Now the 5,000-square-foot space can host up to 14 guests in eight bedrooms. It's equipped with Wi-Fi, hot water, a driving range (with ocean-friendly biodegradable golf balls), a skeet range, spectacular fishing and incredible views.
It's a labor of love for Neal, who is still restoring the platform and raising funds to do more. That means some parts will be off-limits, and you'll sign a waiver before setting foot on the platform. Book your own transportation via helicopter, chartered boat or take your own boat to the station or pay for an all-inclusive package that includes transportation via boat.
"You're living and sleeping on top of a wild coral reef," says DiBenedetto. "Dolphin, tuna and whales come by. There is water as far as you can see. It's pretty wild and different."
Edisto River Treehouses, Canadys, South Carolina
For an experience truly detached from the modern world, consider a stay at the Edisto River Tree Houses. Built on an island in the middle of a private wildlife refuge along a free-flowing blackwater river, the treehouses are a 13-mile paddle downriver.

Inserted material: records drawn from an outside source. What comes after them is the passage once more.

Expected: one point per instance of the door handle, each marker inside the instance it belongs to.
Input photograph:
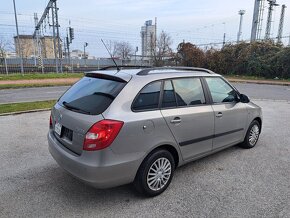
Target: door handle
(176, 120)
(219, 114)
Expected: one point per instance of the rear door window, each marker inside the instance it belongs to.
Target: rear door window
(183, 92)
(148, 98)
(91, 95)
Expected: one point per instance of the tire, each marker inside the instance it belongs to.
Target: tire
(252, 135)
(161, 163)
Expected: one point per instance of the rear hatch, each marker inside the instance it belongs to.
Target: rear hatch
(81, 107)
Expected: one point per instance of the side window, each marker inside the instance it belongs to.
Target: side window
(168, 95)
(188, 92)
(220, 91)
(148, 98)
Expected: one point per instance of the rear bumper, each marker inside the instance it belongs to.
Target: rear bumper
(101, 169)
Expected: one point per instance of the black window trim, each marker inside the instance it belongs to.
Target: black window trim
(209, 93)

The color of a blackwater river is because of the tannic acid in the water, which is leached from the leaves of fallen trees along the river's edge. South Carolina's blackwater rivers start at springs in the Sandhills area of the state and meander until they empty into the Atlantic Ocean.
"It's like paddling back in time, and the river is slow moving, so it's an easy paddle," DiBenedetto says. Keep your eye out for alligators. Some canoeing experience is helpful to navigate fallen trees, which are often but not always cleared by volunteers taking care of the river.
This is a truly rustic stay: You have to bring your own sleeping bag, towels, food and water in the canoe. While the treehouses have cooking equipment and sleeping lofts, there's no electricity. Guests can cook on an outside grill and can use candles and torches at night.
Serenbe, Chattahoochee Hills, Georgia
A 1,000-acre community in Georgia's Chattahoochee Hill Country, Serenbe is dedicated to sustainable principles.
The land, southwest of Atlanta, is protected from urban sprawl and its 170 residents embrace walkability, preservation and community living. Serenbe offers visitors access to a working farm, wonderful restaurants, a farmers and artists market and for overnight visitors, The Inn at Serenbe. Enjoy hikes, hayrides and horseback rides there.
"You can enjoy all the benefits of being a farmer without having to do the backbreaking labor," says DiBenedetto. "It's a great escape, especially for the family."
Sinya on Lone Man Creek, near Wimberley, Texas
If you want to go on an African safari but can't make the trip all the way to Africa, the safari-style tent at Sinya on Lone Man Creek may be for you and your beloved.
Located on a ridge overlooking Lone Man Creek in the Hill Country of Texas, Sinya is the spot for luxurious relaxation after a day of bird watching, hiking or fishing. Treasure hunters can poke around at the artists' booths at the nearby First Saturday Market or make the 40-minute drive to the big city lights of Austin. Dine out at restaurants in the nearby town of Wimberley or pick up provisions at the local market to cook your own dinner at Sinya.
Whatever your day, you can sit back on your veranda as the sun sets and enjoy a glass of local wine. You two will be all alone (no other tents or guests to distract you) to fall asleep in the king-size bed with goose down pillows and comforter. Wake up to the sounds of nature just outside your tent.
The Moorings Village & Spa, Islamorada, Florida
Set aside thoughts of a stereotypical Florida Keys vacation, crowded and overly touristy.
A coconut plantation in its former life, The Moorings Village & Spa is for guests who want an Old Florida experience in the Keys. The resort has 18 cottages, a private beach open only to guests, dockage, a heated lap pool, spa services and yoga classes, kayaks and bicycles. You can also book a fishing, diving and snorkeling trip.
"You're at a first-rate resort with first-rate amenities, and the architecture of the cottages is beautiful," says DiBenedetto.